In collaboration with the CSCB, Axordia has undertaken proof of concept work that demonstrates that RNAi can be used to modulate the differentiation of HESCs.

Lineage-specific differentiation of human embryonal carcinoma cells induced by RNAi

differentiation

In the phase contrast images, note the distinct morphology of the control-treated cells compared with those subjected to Oct4 RNAi.

Oct4 RNAi causes trophectodermal differentiation in HESCs (Matin et al 2004). The fluorescent image shows multiple nuclei (in blue) following Oct4 RNAi, indicating the formation of syncytial trophoblast.

WNT AND NOTCH PATHWAY MODULATION

The Wnt and Notch pathways are highly conserved cell-cell signalling mechanisms found in divergent organisms and play key roles in regulating cellular proliferation and differentiation during development. Manipulation of signalling activation of the Wnt and Notch pathways has been demonstrated to alter cell behaviour in a number of in vitro systems, including HESCs. For example, Sato et al demonstrated that a pharmacological agent that promotes Wnt signalling facilitates the maintenance of pluripotency in mouse and human ESCs (Nature Medicine, 2004). Also, Castelo-Branco et al have shown that Wnt activation can be used to direct ventral midbrain precursors to form dopaminergic neurons (Journal of Cell Science, 2004). Similarly, Notch signalling is involved in cell fate decisions that are highly relevant to Axordia’s R&D agenda, with experimentally proven roles that include controlling the rate of cell cycle in HESCs and facilitating the expansion of neural precursor cells (Oishi et al; Developmental Biology, 2004).

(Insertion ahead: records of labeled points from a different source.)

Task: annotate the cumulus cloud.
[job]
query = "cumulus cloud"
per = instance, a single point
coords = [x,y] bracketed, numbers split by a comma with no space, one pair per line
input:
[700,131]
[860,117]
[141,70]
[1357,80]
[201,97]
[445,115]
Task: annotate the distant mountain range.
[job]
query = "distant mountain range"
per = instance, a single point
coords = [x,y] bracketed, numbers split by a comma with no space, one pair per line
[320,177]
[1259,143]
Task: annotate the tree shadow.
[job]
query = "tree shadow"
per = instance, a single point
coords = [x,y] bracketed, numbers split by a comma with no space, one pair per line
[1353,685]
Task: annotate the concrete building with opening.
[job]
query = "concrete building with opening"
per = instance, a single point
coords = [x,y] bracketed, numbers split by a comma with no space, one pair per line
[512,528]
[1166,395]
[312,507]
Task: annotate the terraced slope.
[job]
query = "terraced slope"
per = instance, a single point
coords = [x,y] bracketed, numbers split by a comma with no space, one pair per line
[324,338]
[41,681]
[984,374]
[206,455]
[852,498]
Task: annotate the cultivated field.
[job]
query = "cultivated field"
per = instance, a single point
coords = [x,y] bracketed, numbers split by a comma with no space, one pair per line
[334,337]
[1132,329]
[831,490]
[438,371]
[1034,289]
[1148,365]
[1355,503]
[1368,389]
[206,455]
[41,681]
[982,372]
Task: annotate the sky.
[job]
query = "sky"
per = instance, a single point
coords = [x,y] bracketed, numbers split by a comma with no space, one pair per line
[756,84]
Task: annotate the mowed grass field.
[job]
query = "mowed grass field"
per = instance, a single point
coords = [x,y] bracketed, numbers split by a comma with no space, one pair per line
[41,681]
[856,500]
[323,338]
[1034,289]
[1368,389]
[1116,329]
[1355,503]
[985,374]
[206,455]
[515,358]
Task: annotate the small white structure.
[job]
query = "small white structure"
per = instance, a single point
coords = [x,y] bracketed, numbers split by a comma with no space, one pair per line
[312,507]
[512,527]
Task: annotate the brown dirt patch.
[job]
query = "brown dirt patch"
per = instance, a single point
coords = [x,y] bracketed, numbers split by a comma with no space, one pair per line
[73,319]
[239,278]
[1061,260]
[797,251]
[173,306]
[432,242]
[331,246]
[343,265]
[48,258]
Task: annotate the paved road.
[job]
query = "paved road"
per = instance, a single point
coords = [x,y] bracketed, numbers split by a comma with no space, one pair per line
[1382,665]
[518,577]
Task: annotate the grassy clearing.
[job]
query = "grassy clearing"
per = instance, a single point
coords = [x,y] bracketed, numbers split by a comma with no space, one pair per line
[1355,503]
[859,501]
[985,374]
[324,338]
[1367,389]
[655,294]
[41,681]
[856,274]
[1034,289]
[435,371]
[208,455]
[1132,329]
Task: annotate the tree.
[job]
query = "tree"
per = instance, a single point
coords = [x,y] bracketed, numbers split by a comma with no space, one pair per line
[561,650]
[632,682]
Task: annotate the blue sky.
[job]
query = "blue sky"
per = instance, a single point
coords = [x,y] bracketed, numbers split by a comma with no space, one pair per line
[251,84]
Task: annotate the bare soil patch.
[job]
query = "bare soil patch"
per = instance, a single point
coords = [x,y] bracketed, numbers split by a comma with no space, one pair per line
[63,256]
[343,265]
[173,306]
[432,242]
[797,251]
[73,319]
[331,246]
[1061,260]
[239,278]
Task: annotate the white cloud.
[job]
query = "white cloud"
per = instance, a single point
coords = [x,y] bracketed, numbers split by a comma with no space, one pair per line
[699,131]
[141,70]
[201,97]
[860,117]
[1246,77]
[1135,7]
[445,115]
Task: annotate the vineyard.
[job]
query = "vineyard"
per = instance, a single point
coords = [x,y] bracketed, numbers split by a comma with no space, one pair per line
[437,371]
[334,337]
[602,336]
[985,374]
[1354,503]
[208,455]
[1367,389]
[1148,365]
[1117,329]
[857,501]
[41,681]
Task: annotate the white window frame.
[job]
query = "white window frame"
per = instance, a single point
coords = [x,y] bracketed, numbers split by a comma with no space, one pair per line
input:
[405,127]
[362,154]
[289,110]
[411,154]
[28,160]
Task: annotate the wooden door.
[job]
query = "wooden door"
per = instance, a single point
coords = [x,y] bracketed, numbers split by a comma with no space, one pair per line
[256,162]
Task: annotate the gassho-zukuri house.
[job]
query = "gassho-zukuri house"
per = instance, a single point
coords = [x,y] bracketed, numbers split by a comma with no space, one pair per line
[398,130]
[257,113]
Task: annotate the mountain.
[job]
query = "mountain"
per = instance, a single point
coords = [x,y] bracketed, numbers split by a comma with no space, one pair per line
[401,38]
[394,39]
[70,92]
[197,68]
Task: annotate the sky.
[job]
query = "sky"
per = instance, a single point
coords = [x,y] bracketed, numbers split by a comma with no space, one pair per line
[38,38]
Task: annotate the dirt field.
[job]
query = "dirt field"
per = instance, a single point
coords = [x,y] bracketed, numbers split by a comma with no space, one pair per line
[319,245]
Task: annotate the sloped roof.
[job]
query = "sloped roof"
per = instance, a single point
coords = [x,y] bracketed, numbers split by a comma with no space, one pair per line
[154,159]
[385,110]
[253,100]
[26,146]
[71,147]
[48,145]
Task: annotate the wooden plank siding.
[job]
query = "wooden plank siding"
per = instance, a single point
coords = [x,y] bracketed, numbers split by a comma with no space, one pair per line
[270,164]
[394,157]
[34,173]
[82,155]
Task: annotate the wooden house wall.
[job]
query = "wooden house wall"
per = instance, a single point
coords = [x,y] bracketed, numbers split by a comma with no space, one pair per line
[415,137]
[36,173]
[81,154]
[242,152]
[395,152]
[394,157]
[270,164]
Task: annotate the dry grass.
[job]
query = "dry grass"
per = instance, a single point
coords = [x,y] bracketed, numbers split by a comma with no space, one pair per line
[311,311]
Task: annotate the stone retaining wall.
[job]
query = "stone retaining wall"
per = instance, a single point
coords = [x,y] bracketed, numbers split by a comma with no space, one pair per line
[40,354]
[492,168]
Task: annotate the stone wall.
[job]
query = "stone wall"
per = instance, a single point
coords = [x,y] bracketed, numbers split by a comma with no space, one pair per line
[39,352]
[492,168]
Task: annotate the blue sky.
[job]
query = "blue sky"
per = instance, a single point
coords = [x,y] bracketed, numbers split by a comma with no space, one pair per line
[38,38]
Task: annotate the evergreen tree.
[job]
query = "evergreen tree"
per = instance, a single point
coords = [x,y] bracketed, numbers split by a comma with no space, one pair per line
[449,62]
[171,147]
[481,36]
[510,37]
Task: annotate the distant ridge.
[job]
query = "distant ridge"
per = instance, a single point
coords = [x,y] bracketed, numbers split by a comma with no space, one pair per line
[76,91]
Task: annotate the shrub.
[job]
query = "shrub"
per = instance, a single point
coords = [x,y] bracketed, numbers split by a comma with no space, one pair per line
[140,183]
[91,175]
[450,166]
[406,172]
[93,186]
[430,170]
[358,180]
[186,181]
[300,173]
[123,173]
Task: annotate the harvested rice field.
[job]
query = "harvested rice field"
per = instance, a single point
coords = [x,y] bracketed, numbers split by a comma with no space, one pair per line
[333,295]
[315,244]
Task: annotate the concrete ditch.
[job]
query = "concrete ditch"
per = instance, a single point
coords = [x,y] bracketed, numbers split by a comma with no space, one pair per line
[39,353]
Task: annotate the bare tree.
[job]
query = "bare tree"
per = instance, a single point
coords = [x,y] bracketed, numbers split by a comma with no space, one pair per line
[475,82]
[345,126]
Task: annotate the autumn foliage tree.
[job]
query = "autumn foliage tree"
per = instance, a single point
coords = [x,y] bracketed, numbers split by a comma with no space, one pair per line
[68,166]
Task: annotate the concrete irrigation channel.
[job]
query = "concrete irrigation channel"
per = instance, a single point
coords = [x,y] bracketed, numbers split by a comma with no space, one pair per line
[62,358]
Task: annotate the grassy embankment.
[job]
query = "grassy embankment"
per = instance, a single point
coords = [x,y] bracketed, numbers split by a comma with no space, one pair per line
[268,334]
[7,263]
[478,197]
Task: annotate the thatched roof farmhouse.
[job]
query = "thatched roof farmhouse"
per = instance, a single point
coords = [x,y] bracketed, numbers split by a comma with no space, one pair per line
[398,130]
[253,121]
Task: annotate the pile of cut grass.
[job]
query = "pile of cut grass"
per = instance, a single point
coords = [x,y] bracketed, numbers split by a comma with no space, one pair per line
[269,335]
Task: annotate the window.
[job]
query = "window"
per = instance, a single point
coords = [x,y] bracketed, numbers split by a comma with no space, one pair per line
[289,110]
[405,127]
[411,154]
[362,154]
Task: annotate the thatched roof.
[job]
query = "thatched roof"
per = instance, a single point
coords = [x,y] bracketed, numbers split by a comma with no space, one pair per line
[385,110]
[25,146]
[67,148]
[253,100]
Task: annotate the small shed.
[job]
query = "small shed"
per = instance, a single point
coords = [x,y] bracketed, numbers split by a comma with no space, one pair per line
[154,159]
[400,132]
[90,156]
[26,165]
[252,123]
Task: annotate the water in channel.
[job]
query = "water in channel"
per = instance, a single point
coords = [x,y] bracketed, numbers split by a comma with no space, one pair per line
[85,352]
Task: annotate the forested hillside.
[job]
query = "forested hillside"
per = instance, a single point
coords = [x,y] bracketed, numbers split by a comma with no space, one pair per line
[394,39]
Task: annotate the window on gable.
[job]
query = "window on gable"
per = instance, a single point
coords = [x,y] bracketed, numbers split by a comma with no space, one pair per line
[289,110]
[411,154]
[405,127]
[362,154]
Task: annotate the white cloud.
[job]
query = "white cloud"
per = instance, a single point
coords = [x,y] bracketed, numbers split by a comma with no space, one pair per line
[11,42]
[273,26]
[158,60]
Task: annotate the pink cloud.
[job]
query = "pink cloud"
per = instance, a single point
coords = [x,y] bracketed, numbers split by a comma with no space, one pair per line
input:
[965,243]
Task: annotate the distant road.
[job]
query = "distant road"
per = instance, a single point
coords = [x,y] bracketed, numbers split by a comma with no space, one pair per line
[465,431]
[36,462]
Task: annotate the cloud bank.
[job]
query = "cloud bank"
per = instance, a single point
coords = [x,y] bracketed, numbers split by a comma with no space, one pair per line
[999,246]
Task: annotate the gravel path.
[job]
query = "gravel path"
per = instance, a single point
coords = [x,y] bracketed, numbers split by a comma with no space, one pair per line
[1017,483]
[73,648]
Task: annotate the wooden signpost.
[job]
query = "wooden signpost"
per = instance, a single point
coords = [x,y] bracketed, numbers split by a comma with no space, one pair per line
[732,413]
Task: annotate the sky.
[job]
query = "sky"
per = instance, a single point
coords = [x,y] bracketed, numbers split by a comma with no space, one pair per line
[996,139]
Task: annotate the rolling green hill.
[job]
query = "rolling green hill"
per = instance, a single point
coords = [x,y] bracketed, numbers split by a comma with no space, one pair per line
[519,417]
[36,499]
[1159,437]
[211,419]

In order to examine the effects of Wnt and Notch signalling activity upon cellular behaviour in stem cell systems, a number of expression constructs have been engineered by Axordia.

Cells transfected with Axordia Wnt and Notch modulating research tools

WntA: human embryonal carcinoma cells expressing a fusion protein that combines an antagonist of the Wnt ligand family, SFRP4, with a green fluorescent protein (GFP). It is anticipated that this molecule is secreted by the cells and inhibits signalling activity.

 

 

gfpB: expression of another engineered protein comprising the intracellular (IC) portion of the transmembrane Notch receptor, fused with GFP.  As would be anticipated with native Notch IC, the fusion protein is localised only in the nucleus, where it controls the expression of target genes.

 

 

Both hEC cells and HESCs show dynamic regulation of multiple components of the Wnt and Notch systems during differentiation.